Triplice fischio, ci si scambia le casacche, ci si asciuga il sudore, possibilmente, quando le condizioni lo permettono, si va tutti sotto la curva a ringraziare i sostenitori, un’altra stagione è finita e a meno di spareggi è tempo di fare calcoli e bilanci.

Aspettate, siamo sicuri che sia così? La data del 25 aprile, oltre agli ovvi motivi per cui è cerchiata di rosso in calendario, avrebbe dovuto coincidere con la fine della regular season del campionato di Serie C, una giornata (la trentottesima) che avrebbe rivelato la posizione del Catania e le ipotetiche speranze di centrare il target prestabilito.
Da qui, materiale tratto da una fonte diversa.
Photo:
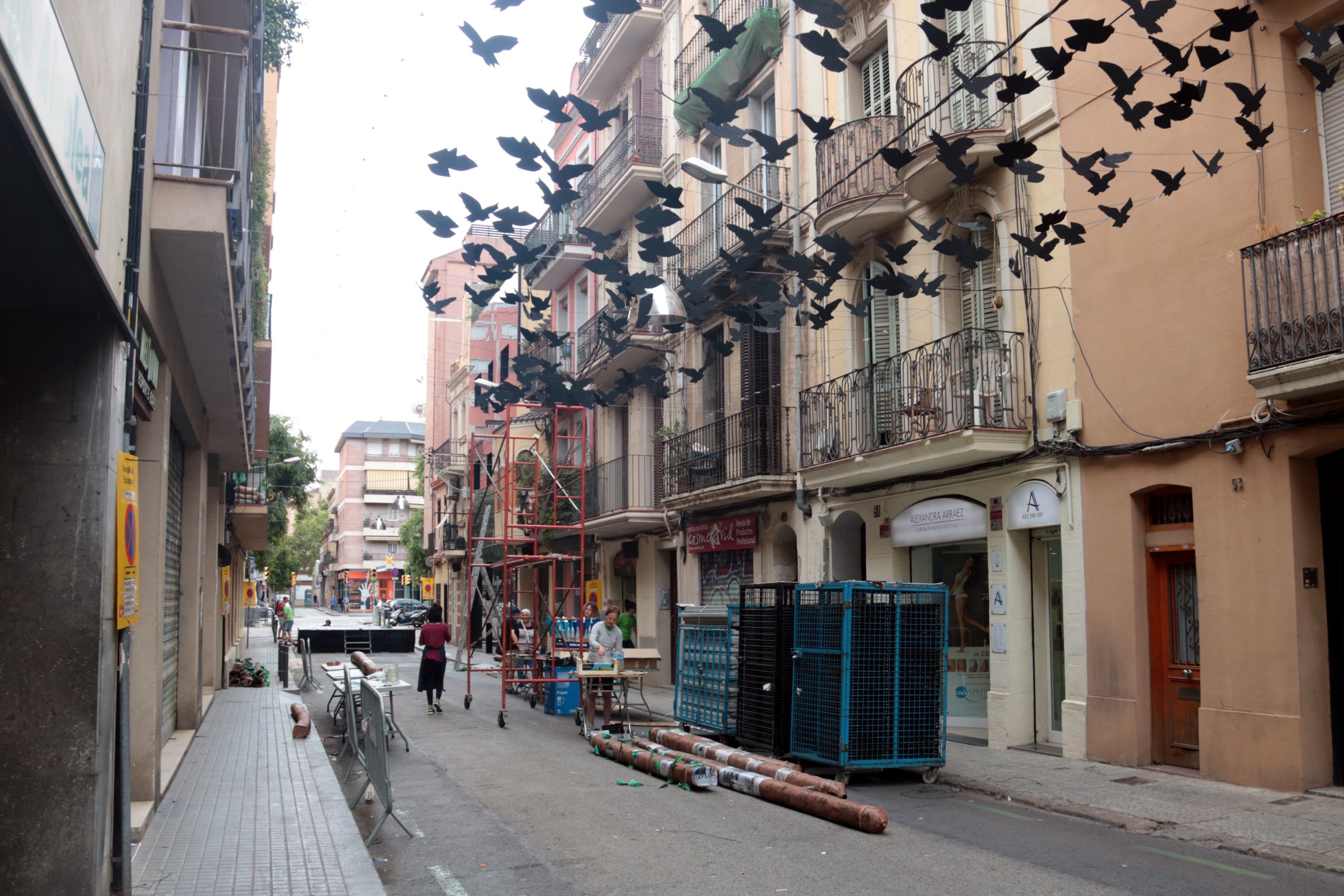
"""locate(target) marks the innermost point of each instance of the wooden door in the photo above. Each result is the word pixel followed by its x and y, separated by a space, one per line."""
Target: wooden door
pixel 1174 630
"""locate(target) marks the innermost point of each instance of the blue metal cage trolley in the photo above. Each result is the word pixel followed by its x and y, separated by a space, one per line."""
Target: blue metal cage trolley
pixel 870 676
pixel 707 668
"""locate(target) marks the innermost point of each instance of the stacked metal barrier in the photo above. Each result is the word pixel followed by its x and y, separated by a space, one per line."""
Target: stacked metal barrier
pixel 870 669
pixel 707 668
pixel 765 666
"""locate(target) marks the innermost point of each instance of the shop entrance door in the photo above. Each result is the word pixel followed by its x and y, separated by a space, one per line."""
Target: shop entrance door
pixel 1174 629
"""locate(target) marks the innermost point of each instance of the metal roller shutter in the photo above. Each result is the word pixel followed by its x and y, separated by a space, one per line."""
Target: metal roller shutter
pixel 172 579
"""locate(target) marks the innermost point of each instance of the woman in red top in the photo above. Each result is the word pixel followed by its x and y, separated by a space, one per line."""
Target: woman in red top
pixel 435 636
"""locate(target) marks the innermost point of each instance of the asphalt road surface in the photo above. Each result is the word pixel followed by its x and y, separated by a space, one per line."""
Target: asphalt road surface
pixel 530 810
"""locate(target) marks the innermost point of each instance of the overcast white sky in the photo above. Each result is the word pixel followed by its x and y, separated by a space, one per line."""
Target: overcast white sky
pixel 371 90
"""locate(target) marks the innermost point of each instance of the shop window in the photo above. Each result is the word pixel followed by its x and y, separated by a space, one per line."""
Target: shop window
pixel 1171 510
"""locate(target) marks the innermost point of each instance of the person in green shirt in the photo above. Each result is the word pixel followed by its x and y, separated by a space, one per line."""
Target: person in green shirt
pixel 627 624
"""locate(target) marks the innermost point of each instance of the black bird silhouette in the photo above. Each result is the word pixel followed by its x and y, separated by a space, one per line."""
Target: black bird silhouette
pixel 1171 183
pixel 487 49
pixel 670 195
pixel 443 225
pixel 761 218
pixel 1210 56
pixel 551 102
pixel 1135 114
pixel 896 156
pixel 1324 77
pixel 721 35
pixel 506 219
pixel 1177 61
pixel 731 133
pixel 773 150
pixel 1053 61
pixel 449 160
pixel 1126 83
pixel 1147 14
pixel 1016 85
pixel 828 13
pixel 942 45
pixel 967 253
pixel 523 150
pixel 1251 101
pixel 601 242
pixel 593 120
pixel 1211 166
pixel 1320 41
pixel 655 218
pixel 557 199
pixel 721 112
pixel 1070 234
pixel 475 212
pixel 820 128
pixel 1088 33
pixel 930 233
pixel 1258 136
pixel 601 10
pixel 975 85
pixel 823 44
pixel 1232 20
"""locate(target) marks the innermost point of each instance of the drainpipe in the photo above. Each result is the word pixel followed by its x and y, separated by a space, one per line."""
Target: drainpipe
pixel 799 498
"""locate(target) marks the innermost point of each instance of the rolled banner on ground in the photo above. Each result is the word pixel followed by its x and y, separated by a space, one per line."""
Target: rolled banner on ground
pixel 777 770
pixel 303 722
pixel 365 664
pixel 870 820
pixel 679 772
pixel 717 751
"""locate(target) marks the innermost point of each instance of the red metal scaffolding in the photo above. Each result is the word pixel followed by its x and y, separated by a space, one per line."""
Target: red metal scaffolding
pixel 527 488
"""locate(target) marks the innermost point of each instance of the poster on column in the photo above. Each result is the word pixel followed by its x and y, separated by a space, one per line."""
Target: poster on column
pixel 128 541
pixel 964 567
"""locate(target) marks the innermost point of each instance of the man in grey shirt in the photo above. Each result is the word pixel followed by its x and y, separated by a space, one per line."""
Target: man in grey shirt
pixel 604 641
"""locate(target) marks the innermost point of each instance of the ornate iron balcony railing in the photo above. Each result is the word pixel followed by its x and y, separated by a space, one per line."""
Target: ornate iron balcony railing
pixel 975 378
pixel 597 38
pixel 752 442
pixel 848 166
pixel 639 141
pixel 625 483
pixel 695 56
pixel 927 82
pixel 1294 294
pixel 702 239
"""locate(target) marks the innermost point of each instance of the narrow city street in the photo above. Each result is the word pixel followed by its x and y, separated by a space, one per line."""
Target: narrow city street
pixel 530 809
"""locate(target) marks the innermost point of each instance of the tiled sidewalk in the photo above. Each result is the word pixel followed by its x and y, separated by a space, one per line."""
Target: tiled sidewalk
pixel 253 810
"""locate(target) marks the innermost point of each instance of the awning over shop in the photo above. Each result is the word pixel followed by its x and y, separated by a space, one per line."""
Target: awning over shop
pixel 731 69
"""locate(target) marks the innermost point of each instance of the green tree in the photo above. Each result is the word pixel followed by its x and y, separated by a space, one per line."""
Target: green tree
pixel 284 29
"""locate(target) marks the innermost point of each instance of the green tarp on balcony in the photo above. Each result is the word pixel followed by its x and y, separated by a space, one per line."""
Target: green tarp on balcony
pixel 731 69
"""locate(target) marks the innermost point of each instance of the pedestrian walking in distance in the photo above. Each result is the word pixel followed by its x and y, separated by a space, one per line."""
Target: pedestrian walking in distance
pixel 435 637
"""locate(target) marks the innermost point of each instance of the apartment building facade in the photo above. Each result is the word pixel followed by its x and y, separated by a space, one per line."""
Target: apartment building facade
pixel 138 417
pixel 370 496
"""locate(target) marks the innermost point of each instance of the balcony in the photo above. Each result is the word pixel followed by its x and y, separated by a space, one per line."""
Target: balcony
pixel 565 250
pixel 200 214
pixel 958 400
pixel 623 498
pixel 615 47
pixel 697 57
pixel 615 188
pixel 249 510
pixel 927 83
pixel 1294 300
pixel 594 356
pixel 859 193
pixel 702 239
pixel 742 457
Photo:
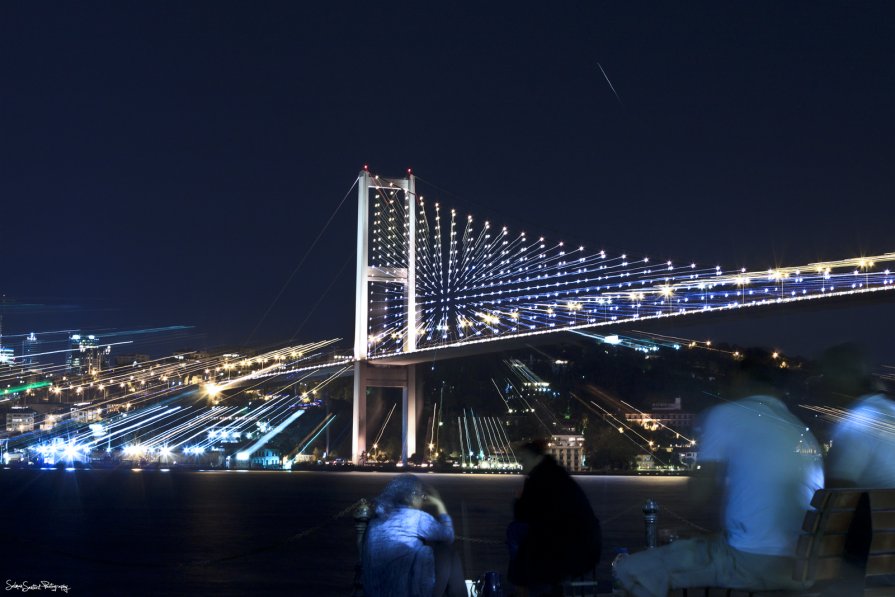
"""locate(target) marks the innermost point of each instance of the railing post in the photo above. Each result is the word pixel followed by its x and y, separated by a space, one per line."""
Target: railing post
pixel 650 520
pixel 362 515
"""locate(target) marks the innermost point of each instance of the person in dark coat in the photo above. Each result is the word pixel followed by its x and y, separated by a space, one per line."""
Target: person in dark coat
pixel 554 534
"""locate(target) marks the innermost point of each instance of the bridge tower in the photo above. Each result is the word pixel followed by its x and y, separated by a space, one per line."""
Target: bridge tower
pixel 403 273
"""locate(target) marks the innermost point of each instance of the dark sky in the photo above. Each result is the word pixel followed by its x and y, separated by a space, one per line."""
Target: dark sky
pixel 173 162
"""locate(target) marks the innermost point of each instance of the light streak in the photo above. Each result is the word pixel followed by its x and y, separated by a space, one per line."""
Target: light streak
pixel 605 76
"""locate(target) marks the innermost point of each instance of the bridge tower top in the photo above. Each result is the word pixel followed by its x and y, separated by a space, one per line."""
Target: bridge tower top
pixel 401 270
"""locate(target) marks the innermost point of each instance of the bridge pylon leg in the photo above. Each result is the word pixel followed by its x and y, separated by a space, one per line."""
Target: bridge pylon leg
pixel 359 412
pixel 403 377
pixel 411 408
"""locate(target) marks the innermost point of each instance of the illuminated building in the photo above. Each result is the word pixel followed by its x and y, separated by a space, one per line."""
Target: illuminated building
pixel 664 415
pixel 86 354
pixel 30 349
pixel 20 419
pixel 568 451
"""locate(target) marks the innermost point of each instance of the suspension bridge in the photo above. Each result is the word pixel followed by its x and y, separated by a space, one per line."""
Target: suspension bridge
pixel 431 281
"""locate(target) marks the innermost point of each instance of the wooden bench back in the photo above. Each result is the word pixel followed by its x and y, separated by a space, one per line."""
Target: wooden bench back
pixel 881 555
pixel 820 554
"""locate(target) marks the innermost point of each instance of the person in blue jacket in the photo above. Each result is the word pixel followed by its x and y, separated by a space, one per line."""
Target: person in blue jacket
pixel 408 551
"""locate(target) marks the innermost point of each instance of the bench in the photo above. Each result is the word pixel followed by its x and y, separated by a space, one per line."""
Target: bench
pixel 847 547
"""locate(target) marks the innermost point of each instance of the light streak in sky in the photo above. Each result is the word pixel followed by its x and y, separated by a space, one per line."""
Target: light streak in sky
pixel 611 86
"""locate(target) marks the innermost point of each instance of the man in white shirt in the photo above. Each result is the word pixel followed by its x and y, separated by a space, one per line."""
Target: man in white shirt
pixel 862 452
pixel 768 466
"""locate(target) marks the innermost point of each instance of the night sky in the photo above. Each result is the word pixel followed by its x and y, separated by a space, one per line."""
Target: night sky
pixel 169 163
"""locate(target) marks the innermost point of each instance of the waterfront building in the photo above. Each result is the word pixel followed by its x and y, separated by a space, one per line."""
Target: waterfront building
pixel 663 415
pixel 30 349
pixel 568 450
pixel 85 355
pixel 20 419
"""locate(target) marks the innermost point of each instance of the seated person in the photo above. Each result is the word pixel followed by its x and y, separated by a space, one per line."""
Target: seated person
pixel 408 551
pixel 767 466
pixel 863 447
pixel 554 534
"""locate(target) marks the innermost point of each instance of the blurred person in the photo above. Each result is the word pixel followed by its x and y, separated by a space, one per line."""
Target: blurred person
pixel 862 453
pixel 407 551
pixel 554 534
pixel 767 465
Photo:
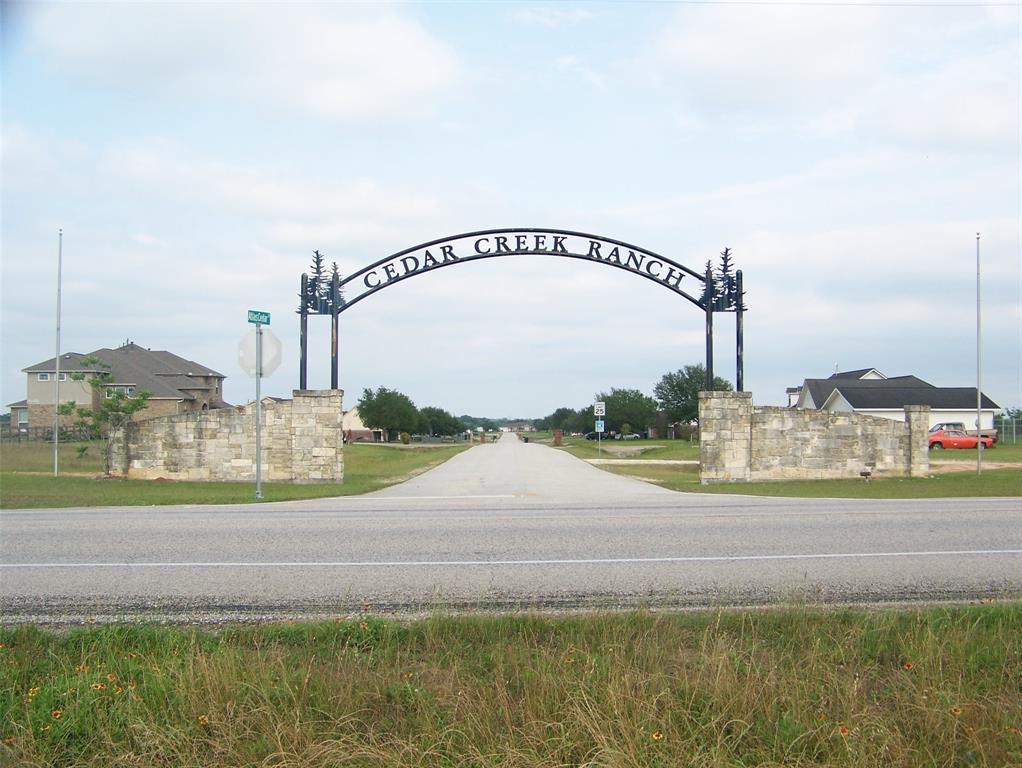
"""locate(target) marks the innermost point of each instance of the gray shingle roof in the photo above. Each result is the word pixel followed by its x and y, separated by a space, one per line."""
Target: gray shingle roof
pixel 871 398
pixel 853 373
pixel 164 374
pixel 821 389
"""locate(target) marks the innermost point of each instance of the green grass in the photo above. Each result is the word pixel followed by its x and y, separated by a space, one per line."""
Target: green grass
pixel 26 481
pixel 795 686
pixel 947 485
pixel 73 458
pixel 1001 452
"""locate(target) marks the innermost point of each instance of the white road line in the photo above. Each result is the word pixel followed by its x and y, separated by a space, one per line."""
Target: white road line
pixel 456 563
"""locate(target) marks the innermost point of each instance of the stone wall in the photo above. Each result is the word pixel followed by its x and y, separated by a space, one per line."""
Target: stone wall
pixel 739 443
pixel 300 443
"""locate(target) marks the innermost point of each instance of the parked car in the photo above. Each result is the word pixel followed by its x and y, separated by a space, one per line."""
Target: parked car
pixel 991 434
pixel 947 438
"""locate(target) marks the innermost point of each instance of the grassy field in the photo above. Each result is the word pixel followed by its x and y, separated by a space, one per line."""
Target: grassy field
pixel 949 485
pixel 1000 482
pixel 796 686
pixel 26 479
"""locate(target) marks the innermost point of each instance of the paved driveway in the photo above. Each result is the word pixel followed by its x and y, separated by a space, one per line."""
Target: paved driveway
pixel 512 468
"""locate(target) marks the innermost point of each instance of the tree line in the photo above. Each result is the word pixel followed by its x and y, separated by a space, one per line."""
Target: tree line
pixel 677 394
pixel 395 412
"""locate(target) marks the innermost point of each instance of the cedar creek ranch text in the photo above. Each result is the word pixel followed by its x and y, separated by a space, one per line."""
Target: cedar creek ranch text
pixel 531 243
Come oramai tutti sappiamo, il torneo di terza serie è fermo dallo scorso 9 marzo e la classifica in attesa di novità legate all’ipotetica ripresa è rimasta la stessa, con una Reggina capolista e fin qui assolutamente meritevole del salto di categoria, il Bari staccato 9 punti e il Monopoli (sorpresa del girone meridionale) a quota 57.

E il Catania? Fino alla giornata 30, l’ultima disputata pre-Covid, i rossazzurri potevano vantare un campionato dal gusto agrodolce, le tre vittorie di fila avevano ridestato l’ambiente dopo mesi di contestazioni, confusione e tanta, forse troppa attenzione spostata fuori dal rettangolo verde.

Non potremo mai sapere, emergenza a parte, dove questa squadra sarebbe arrivata e non ci è ancora lecito capire se si tornerà in campo, i rossazzurri di Cristiano Lucarelli però (e questo non va assolutamente dimenticato) avevano trovato una loro dimensione, una compattezza di spogliatoio a dir poco invidiabile e la continuità di risultati, aspetto che ha permesso a Biagianti, Mazzarani & CO di infilare 7 risultati utili consecutivi.

A settembre, graduatoria attuale in mano, avremmo gridato tutti al fallimento, oggi a bocce ferme e consci delle tormente registrate nei mesi tra novembre e febbraio, per i rossazzurri forse potremmo parlare di un campionato partito realmente con l’avvento del lider maximo (dal match interno col Bisceglie).

Scissi dal rendimento, l’interrogativo non cambia: la stagione di Serie C è finita o si tornerà in campo? In estate? Per il prossimo autunno? E ancora, per i playoff o per le restanti 8 partite? A schiarire dubbi che comunque si legano all’evoluzione di una pandemia ancora in atto, sarà solo il tempo, visto che il buon senso forse non c’è più da un pezzo, ma fino ad allora, ricordiamolo come il torneo dai tanti inizi, ma che una fine non l’ha mai avuta e non è detto l’avrà mai.